Por una puerta entraron otros dos hombres más. Me agarraron por los hombros intentando sacarme de esa habitación. No hice resistencia alguna; si salía de ahí quizás descubriera en dónde estaba o cómo poder escapar. Adarah hizo intensión de protestar, pero Dakofz la detuvo en el acto. «Se fuerte...», alcancé a escuchar antes de sentir cerrar la puerta a mis espaldas.
Caminaron conmigo agarrada por un pasadizo oscuro, tan oscuro y húmedo que deduje estaríamos bajo tierra. Mis pies dolían por las piedras del camino, pero más aún por el cansancio del cual no me había recuperado. Seguimos caminando, dando vueltas por varios surcos hasta quedar frente a otra puerta. La abrieron y encontré una mugrienta habitación con pocas velas alumbrando y una desbaratada cama rústica, poco más que eso. Una mano me empujó por la espalda, haciendo que cayera al suelo. Cerraron la puerta y uno de los hombres se lanza encima de mí, poniéndome arrodillada de espaldas, con mis manos, pecho y rostro pegados al duro colchón de paja. Comenzó a manosear mi cuerpo, lamer mi espalda; su fétida respiración hizo que aguantara las arcadas por el asco.
Sus compañeros intervinieron, cargándome como una muñeca de trapo encima del colchón para también comenzar a tocarme por doquier. Me sentí sucia mientras jugaban con mi cuerpo, golpeando, arañando, jalando bruscamente mi cabello. Un golpe seco en mi mejilla me sacó del trance en que me encontraba.
-¡Deja de mirarnos con asco, esclava! -escupió uno de ellos-. Haznos disfrutar o terminarás con tu maldita cara desfigurada.
Mi vista comenzó a enrojecer. Estaba molesta, demasiado enfadada como para contenerme. Limpié la sangre proveniente de un corte debajo de mi ojo izquierdo, al parecer el anillo del infeliz me cortó.
-Jamás podría disfrutar del tacto de unos malnacidos como ustedes.
Empujé bruscamente al hombre encima de mí. Otro me agarró del brazo mas pude salir de su agarre fácilmente. Abrí la puerta de la habitación y corrí por todo el maldito túnel, sintiendo que mis pulmones se quedaban sin aire de forma drástica. Caí al suelo dañándome las manos y rodillas. Esto iba de mal en peor. Los hombres me alcanzaron tirada y uno de ellos, el que me propinó la bofetada, agarró mi cabello haciendo que me levantase.
-Tenemos que enseñarte a obedecer si queremos venderte a buen precio.
-Si no te matamos primero -dice otro de los hombres. Saca un cuchillo de su aún desabrochado pantalón y lo empuña hacia mi cuello-. Has de pagar por tu desobediencia, pequeña.
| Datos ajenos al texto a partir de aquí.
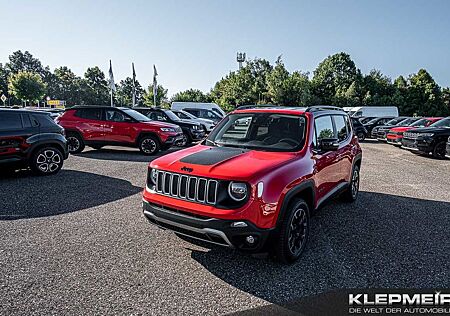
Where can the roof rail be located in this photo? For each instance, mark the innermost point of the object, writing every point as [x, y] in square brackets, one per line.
[255, 106]
[323, 108]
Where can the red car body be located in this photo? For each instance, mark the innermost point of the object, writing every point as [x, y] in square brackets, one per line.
[308, 173]
[395, 135]
[100, 131]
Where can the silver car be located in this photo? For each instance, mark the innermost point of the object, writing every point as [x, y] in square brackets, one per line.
[207, 124]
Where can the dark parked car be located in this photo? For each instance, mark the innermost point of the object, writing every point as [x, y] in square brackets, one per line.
[359, 129]
[31, 139]
[447, 154]
[378, 121]
[428, 140]
[192, 131]
[382, 131]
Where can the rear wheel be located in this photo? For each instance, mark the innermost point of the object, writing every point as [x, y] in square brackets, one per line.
[439, 150]
[351, 193]
[293, 233]
[149, 145]
[47, 161]
[75, 143]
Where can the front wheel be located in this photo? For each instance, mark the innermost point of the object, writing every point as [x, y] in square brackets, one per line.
[351, 193]
[439, 150]
[361, 136]
[47, 161]
[149, 145]
[294, 233]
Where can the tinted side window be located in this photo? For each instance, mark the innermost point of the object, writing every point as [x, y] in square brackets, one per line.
[10, 121]
[44, 119]
[324, 128]
[341, 127]
[90, 114]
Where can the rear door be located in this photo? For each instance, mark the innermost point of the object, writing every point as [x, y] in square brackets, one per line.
[327, 173]
[343, 133]
[15, 129]
[118, 127]
[91, 124]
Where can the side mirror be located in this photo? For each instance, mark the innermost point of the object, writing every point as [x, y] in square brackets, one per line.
[329, 144]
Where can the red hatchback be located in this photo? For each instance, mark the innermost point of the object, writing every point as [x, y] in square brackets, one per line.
[98, 126]
[395, 135]
[254, 182]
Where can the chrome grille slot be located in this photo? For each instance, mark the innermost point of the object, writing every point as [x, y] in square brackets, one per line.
[187, 187]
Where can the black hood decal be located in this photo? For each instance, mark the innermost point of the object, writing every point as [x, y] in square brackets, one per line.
[213, 155]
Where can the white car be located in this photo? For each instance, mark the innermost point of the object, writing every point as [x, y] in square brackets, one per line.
[207, 124]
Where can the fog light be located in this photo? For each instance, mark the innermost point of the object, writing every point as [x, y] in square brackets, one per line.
[250, 240]
[239, 224]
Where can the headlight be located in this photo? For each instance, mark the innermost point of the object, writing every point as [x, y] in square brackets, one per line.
[237, 191]
[153, 175]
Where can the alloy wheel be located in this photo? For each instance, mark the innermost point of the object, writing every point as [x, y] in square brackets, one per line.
[297, 231]
[148, 146]
[48, 161]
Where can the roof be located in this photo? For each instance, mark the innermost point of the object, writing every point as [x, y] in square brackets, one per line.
[288, 109]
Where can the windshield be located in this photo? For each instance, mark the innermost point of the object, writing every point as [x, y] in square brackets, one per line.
[420, 123]
[442, 123]
[406, 122]
[171, 115]
[263, 131]
[185, 115]
[136, 115]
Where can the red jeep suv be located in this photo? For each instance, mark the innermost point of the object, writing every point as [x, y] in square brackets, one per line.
[254, 182]
[98, 126]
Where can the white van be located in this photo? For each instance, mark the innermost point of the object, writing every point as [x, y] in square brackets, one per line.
[373, 111]
[209, 111]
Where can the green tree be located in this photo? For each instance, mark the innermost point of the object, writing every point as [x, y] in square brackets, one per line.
[26, 86]
[161, 96]
[424, 95]
[191, 95]
[333, 77]
[124, 94]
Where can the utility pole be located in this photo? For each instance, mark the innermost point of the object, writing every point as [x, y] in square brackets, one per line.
[240, 58]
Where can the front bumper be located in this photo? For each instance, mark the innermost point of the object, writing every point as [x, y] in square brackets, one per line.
[208, 229]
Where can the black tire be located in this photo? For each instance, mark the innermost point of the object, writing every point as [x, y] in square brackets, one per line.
[361, 136]
[439, 150]
[351, 193]
[46, 161]
[75, 143]
[149, 145]
[294, 232]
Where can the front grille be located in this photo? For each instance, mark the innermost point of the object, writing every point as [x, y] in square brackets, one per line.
[190, 188]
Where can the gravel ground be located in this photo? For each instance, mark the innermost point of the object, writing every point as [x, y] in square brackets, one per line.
[77, 243]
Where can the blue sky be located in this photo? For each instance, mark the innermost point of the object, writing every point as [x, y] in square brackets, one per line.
[194, 43]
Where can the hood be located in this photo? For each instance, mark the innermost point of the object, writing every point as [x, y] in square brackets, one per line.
[222, 162]
[432, 130]
[401, 129]
[159, 124]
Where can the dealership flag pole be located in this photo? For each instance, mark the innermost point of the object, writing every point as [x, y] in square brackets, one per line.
[134, 85]
[112, 86]
[155, 85]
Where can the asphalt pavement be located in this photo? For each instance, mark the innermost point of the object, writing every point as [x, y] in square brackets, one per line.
[77, 243]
El cuchillo rozó mi mejilla y bajó hacia mi garganta. Cortó mi piel dejando salir un hilo de sangre. La suerte me la estaba jugando y yo solo podía aguantar mi impulso por destripar a los malditos desgraciados. No jugaría más con las vidas humanas, yo era mejor que ellos. Escupí al suelo en señal de rebeldía. Él cambió el semblante.
-Ya nos habían advertido de ti. Solo debemos domarte como a un animal salvaje. -Acercó su rostro al mío, dio un pequeño beso en mi mejilla y continuó hacia mi oído-, y yo soy experto en domar fieras.
La piel se me erizó en el acto. Las lágrimas comenzaron a brotar mientras la frustración invadió mi mente. Los otros dos hombres agarraron con más fuerza mis brazos y caminaron arrastrándome con ellos. Vi a la distancia como aquel demonio relamía el filo del cuchillo mientras no apartaba su mirada de la mía.
Bajé la vista hacia el suelo terroso, dejándome llevar a donde fuese que quisieran encerrarme, mientras mi respiración intentaba a normalizarse, con el único impedimento de un nudo de emociones atorado en mi garganta.